Réunion du mercredi 9 décembre 2020 à 14h30
Commission d'enquête relative à l'état des lieux, la déontologie, les pratiques et les doctrines de maintien de l'ordre

Francis Lamy, président adjoint de la section de l'intérieur du Conseil d'État :

Dans mes anciennes fonctions préfectorales, j'ai eu à gérer quelques opérations de maintien de l'ordre. En France, ce dernier relève de la responsabilité du préfet, de l'autorité civile de l'État, ce qui n'est pas le cas dans tous les pays. Ça me paraît être un des fondements de l'ordre public républicain. La distinction entre l'autorité préfectorale et l'autorité de police est essentielle. Il y a une répartition des rôles. L'autorité de police ou le colonel de gendarmerie est le professionnel de la manœuvre, sur lequel s'appuie le préfet. Ce dernier – ou son directeur de cabinet – dimensionne le dispositif, négocie avec les interlocuteurs ou essaie de les trouver. Avec le procureur, il décide de l'organisation de la judiciarisation, qui est devenue un élément fondamental alors que, pendant de nombreuses années, elle était absente. C'est même devenu une exigence, car des atteintes sont portées non seulement aux biens et aux personnes, mais aussi à la liberté de manifestation, par les groupes s'introduisant dans les cortèges pour semer le désordre. La réponse judiciaire est très importante, et doit être parfaitement adaptée et ciblée. Elle ne doit pas créer de tensions avec les manifestants.
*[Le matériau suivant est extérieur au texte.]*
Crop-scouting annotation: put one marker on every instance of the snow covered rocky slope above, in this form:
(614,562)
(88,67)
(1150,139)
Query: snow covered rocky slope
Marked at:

Il y a huit ou neuf ans, déjà, nous étions confrontés à la difficulté de trouver un interlocuteur dans certaines manifestations sur la voie publique. La mode était alors aux « apéros géants », par exemple sur la plage ou en plein centre-ville, dans les Alpes-Maritimes, ou à Rennes, ce qui causait des désordres publics majeurs. La question était de savoir comment responsabiliser celui qui était en train de préparer la « manifestation », au sens du code de la sécurité intérieure. J'avais créé un profil Facebook, ce qui avait permis d'entrer en contact avec des gens qui ne lisent pas la presse et ne regardent pas les communiqués de la préfecture. Cela nécessite une certaine dose d'imagination et d'improvisation.

Le préfet, ou son représentant, doit être très présent pour déterminer le dimensionnement de l'opération, cerner le profil de la manifestation. Son rôle est essentiel au moment de lever le dispositif et quand des changements de posture interviennent. Par exemple, la décision de lancer des grenades lacrymogènes est très importante et ne peut incomber au responsable de la police : elle relève du préfet. Celui-ci doit s'impliquer tout en faisant confiance au directeur départemental de la sécurité publique (DDSP), qui est généralement concerné. Le DDSP est le professionnel de la manœuvre, qui doit faire des propositions au préfet. Ce tandem est essentiel, comme celui qui associe le préfet et le procureur. Dans les années 2008 et 2009 ont été créés les états-majors de sécurité, pour traiter les questions de sécurité générale, qui trouvent leur prolongement naturel, aujourd'hui, lorsqu'il s'agit de préparer une manifestation.